HomeThe Ocean RaceIn their own words - 11th Hour Racing Team

In their own words – 11th Hour Racing Team

Simon Fisher and Amory Ross share their thoughts on a challenging weekend…


Simon Fisher:

I’ve been telling myself when I get a quiet moment I’ll write something down about the leg so far only to arrive at the end of each watch both busy and exhausted.

It’s a pattern that has repeated itself fairly consistently since we left Cabo Verde and battled our way south to the doldrums. Typically when you think you have arrived at the point of rest something transpires that means you either have to go back to the computer to look at the situation or back on deck to change sails, do a manoeuvre or stack the boat.

By the time I’ve arrived at my bunk each time I’ve been too tired to even reach down to my pocket to retrieve my earphones, not that I’ve needed music to help me to sleep. Every bit sleep has been welcomed but punctuated at least hourly by the steady flow of position reports and wind shifts.

That said though it has been fun playing the strategic game as we headed south thorough the trades, it has however felt a little more like snakes and – ladders and less like chess on occasions as gains are quickly won and lost. It now remains to be seen if the work in the trades is cancelled out by the randomness of the doldrums. It has been a unusually tricky doldrums to figure out, there is still no simple and obvious way through short of sailing all the way to the Brazilian coast so it’s going to be interesting to see how the next few days play out as we all aim our bow south and do our best to get through ahead of the next guy.

So far it has been good fun, an opportunity to study the clouds and follow your gut as opposed to having to think about how we mark our opposition. We are still headed downwind and the wind is almost 180 degrees out from the forecast but progress seems to be good for the time being!

I could just be happy not having to try and think while getting my brains shaken about through fast sailing. In recent days I’ve wondered if I should have been training by taking my computer with my into an industrial washing machine and putting it on spin cycle! Now however I’m enjoying a moment sat on the foredeck in relative calm feeling the wind across the deck having been able to leave the cockpit for pretty much the first time since leaving Alicante.

It’s starting to rain but I really don’t mind. It’s just nice to be outside and the presence of the cloud overhead means there wind pushing us along steadily to the south.

All is good on board as people finally get a chance to catch up on a little sleep and tackle the little jobs that have been outstanding for days. The frenetic pace has definitely slowed a little now that we are in the doldrums but as they say a change is as good as a rest so I think we’ll make the most of it.

Cheers,
Si Fi.

Just in from Amory Ross 1045 UTC Sunday:
The first signs began at 0400UTC, not long before sunrise. First a couple of bizarre, un-forecasted shifts: 20 degree lefties that weren’t supposed to be where they were. Then came the first clouds, and then the first rain. And with that, we said goodbye to the brief time in the NE tradewinds and hello to the Doldrums. Suddenly, sails were slatting and we were going upwind with downwind sails, then upwind with upwind sails, then not much of anywhere with it-didn’t-really-matter!

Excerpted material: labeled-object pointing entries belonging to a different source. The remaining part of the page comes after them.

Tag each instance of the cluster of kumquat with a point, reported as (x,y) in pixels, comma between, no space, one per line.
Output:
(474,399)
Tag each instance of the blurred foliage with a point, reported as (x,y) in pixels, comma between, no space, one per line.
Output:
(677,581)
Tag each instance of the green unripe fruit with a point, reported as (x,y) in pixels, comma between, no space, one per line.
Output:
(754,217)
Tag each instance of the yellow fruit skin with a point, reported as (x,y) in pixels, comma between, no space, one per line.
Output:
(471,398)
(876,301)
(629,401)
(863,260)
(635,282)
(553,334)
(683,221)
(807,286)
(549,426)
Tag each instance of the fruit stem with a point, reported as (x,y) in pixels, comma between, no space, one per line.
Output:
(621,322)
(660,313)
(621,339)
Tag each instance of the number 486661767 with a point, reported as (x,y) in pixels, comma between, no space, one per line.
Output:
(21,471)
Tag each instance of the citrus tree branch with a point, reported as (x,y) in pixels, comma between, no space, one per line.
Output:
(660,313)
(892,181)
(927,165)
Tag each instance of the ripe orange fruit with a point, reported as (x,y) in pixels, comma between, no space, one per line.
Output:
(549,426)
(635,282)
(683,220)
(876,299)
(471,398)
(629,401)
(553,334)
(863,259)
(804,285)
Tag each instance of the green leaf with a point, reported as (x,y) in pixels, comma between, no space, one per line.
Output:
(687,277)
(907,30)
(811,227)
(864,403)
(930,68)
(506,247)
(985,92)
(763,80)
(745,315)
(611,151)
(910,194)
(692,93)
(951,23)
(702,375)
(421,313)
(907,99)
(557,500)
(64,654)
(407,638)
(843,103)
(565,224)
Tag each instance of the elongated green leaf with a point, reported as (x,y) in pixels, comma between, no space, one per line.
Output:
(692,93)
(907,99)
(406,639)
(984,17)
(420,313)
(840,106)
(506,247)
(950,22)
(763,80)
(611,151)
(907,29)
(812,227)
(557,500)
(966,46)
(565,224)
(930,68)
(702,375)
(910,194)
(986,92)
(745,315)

Without sunlight to see, or it’s heat to energize the cloud engine, nights can be a little catch as catch can. Si Fi didn’t get a lot of rest in the early hours this morning with a transition of his own from studying weather models and gribs to real-time satellite and infrared imagery. We are now in a part of the world where no weather-predicting algorithm works and the only consistency is it’s inconsistency. You have to use your own eyes (or the ones in space) to make the most of the ever changing landscape between us and the SE trades.

Unfortunately that landscape is growing, too. There is a ton of instability to the south, and those southern hemisphere tradewinds we so desperately seek are currently as diminished as the northern trades were when we left Cabo Verde. An ITCZ that a few days ago was looking relatively clean, with clear, narrow convergence lines and defined cloud structure, is now a total mess. This could be a long, difficult few days or more, and the leader could emerge not 60 miles ahead but 600. We’ll just have to do our best to keep getting south and find our own way through the maze. It will be a different path for us all and you can only hope ours is a little easier than the rest!